Government still deciding if it will appeal court’s decision to stop mining

The Yukon government will decide in the next few weeks if it will appeal the Supreme Court of Yukon's recent decision to forbid an exploration company from doing further work in White River First Nation's traditional territor

The Yukon government will decide in the next few weeks if it will appeal the Supreme Court of Yukon’s recent decision to forbid an exploration company from doing further work in White River First Nation’s traditional territory near Beaver Creek.

Last week, Justice Ron Veale quashed the government’s decision to give Tarsis Resources Ltd. a five-year Class 3 licence in September 2012. It allowed the company to use excavators and drilling rigs on the 1,280-hectare property. It’s looking for gold, copper and silver. The licence would allow up to 10 helicopter flights a day into the area that doesn’t have road access.

The Yukon Environmental and Socio-economic Assessment Board had recommended against the licence because it would harm the endangered Chisana caribou herd and the First Nation’s traditional way of life. These impacts could not be reduced, YESAB’s recommendation said. But the government granted the licence anyway. The First Nation sought a judicial review.

The government did not properly consult with the First Nation, Veale’s decision says.

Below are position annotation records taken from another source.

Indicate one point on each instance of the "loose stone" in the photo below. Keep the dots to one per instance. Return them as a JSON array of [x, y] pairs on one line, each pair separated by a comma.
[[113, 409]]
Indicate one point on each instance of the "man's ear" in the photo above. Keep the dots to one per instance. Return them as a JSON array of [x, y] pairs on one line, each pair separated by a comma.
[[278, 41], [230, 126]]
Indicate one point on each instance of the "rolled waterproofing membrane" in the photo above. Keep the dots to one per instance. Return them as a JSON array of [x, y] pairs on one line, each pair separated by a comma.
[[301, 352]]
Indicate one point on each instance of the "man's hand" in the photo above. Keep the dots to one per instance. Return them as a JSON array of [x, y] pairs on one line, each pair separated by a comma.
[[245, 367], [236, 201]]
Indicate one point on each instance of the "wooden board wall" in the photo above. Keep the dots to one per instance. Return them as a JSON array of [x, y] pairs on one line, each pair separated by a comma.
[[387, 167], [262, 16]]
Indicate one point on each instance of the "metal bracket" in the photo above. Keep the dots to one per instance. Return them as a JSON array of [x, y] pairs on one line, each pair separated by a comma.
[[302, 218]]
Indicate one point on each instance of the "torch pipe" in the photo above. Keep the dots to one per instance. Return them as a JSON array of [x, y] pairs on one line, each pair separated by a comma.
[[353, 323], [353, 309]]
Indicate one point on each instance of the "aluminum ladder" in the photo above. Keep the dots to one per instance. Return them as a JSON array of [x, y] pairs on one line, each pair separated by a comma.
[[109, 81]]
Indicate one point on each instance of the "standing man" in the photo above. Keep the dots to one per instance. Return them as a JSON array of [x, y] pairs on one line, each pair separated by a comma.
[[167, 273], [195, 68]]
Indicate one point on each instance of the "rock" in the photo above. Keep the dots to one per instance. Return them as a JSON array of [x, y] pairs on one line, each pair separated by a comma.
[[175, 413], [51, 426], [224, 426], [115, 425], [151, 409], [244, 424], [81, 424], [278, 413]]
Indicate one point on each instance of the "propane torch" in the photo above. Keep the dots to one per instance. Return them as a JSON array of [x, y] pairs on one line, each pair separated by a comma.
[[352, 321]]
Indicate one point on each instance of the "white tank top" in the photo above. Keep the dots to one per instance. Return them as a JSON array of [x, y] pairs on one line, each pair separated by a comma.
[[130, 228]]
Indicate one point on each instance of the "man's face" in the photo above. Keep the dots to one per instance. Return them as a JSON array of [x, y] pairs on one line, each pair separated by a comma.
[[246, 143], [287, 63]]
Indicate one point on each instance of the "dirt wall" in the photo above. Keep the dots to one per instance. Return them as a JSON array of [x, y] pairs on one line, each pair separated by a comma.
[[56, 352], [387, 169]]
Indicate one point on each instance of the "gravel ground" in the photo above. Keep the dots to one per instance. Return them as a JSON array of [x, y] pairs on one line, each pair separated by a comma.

He ordered the government to do “deep consultation” with the First Nation before deciding to grant Tarsis the licence. The law gives the government 37 days for consultation.

The government can also file an appeal within 30 days. It will decide if it will appeal before consultation begins, said Thomas Ullyett, assistant deputy minister of justice. Veale made his decision on July 5. The timeframe for consultation began on July 6.

“The time is ticking every day. And we realize that doing the kind of consultation that is recommended by the court would be challenging to do within 37 days,” said Ullyett.

That’s not the only challenge.

Deep consultation is not clearly defined, said Ullyett. The idea comes from case law.

“The duty to consult with First Nations is a complex area of the law,” said Ullyett. “It is inevitable that from time to time there will be genuine and principled disagreements about when that duty arises, or the extent of that duty.”

Consultation happens on a spectrum, Veale wrote in his decision. It ranges from notifying a First Nation about a project, to allowing them to submit input on it, to deep consultation.

Deep consultation is supposed to lead to changes. But case law doesn’t clearly define what that means either.

Veale’s decision does clearly show the government needs to respect the First Nation and YESAB, said Robert Freedman, the First Nation’s lawyer.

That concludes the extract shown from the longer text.